Biases of the enriched design for maintenance efficacy
Before examining analyses of maintenance studies in MDD, we should understand how such studies are designed so as to appreciate why they are mostly biased in favor of antidepressants.
Most maintenance studies of antidepressants begin, before the study begins, with an acute major depressive episode, frequently treated with the antidepressant being studied. Then, patients who respond to the antidepressant are entered into the maintenance study. Those who do not respond or tolerate the antidepressant are not included; this already biases the study in favor of the antidepressant. Then patients are followed for one to two years. The majority of patients relapse in the first six months of follow-up, however. This does not prove maintenance efficacy, because the maintenance phase of treatment in MDD does not begin until one year after the acute episode ends, which is when we know that the natural remission of an acute depressive episode happens [16
]. Thus, one year or longer is the relevant time frame to assess prevention of new episodes; there is a clear consensus on this issue in the depression literature. Even if one did not want to focus on one year, it would at least be reasonable to say that at least 6 months or longer after the acute episode is needed to assess maintenance efficacy.
Most maintenance RCTs fail, as we will see, to pass this simple test.

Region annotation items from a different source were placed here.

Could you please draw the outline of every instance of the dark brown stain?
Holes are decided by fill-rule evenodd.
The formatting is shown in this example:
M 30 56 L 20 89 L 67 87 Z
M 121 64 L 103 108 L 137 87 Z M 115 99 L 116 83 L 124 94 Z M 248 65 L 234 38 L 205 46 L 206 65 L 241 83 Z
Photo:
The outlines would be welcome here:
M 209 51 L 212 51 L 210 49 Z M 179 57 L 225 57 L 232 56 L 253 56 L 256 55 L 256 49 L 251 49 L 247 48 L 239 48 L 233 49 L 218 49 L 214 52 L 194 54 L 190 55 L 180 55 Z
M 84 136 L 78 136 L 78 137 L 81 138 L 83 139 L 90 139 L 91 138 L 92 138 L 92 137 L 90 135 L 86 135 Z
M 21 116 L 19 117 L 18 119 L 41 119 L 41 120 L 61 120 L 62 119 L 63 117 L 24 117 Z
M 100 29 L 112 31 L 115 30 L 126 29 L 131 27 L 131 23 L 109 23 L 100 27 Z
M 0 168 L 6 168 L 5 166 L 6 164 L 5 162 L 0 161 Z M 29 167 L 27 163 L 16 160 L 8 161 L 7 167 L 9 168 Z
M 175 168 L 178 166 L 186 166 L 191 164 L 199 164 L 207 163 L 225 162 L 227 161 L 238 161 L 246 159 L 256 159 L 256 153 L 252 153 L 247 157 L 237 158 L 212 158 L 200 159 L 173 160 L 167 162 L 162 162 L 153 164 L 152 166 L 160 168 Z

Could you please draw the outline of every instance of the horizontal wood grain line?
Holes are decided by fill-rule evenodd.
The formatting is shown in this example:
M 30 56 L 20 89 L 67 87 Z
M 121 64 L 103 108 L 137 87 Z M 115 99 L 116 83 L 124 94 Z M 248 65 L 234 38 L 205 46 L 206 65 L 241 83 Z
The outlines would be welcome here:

This problem has been much discussed in the bipolar disorder literature [18
], and we have related it previously to the maintenance studies of neuroleptics in bipolar disorder [19
]. The early literature with lithium included both prophylaxis and relapse prevention methodologies. In the prophylaxis design, “all comers” are included in the study: in other words, any patient who is euthymic, no matter how that person got well, is eligible to be randomized to drug versus placebo or control, including those with recent manic or depressive episodes. In the relapse prevention design, typically only those patients who acutely respond to the drug being studied are then eligible to enter the randomized maintenance phase. Those who responded to the drug are then randomized to stay on the drug or be withdrawn from it (usually abruptly, sometimes with a taper) and switched to placebo. The “prophylactic” and “relapse prevention” designs are obviously not addressing the same questions about drug efficacy. In the lithium studies in which the relapse prevention design was used (i.e., only initial lithium responders to acute treatment were included), there was evidence of lithium withdrawal following acute treatment in the placebo group [20
]. The problem is that by design those who reach the “maintenance” phase and are treated with placebo are in fact persons who responded acutely to the study drug (lithium) and then get abruptly discontinued. Thus, if the placebo relapse rate is very high and almost exclusively limited to the first 1–2 months after study initiation, then one is observing a withdrawal effect involving a relapse back in to the same acute episode that had just been treated rather than a new episode, i.e. a recurrence. In other words, the relapse prevention design methodology confounds prevention of relapse back into the index episode with prevention of a new episode.
Besides the above problem of withdrawal relapse, a key aspect of the relapse prevention design is that it is definitely biased in comparison with active controls, and it is very likely biased against placebo as well. This is simply seen by realizing that though such studies are randomized, they are only randomized after preselecting all subjects to be randomized as responsive to only one of the two arms of the study. Thus, randomization is, in effect, instituted after the study has already been biased in favor of one of the two treatments.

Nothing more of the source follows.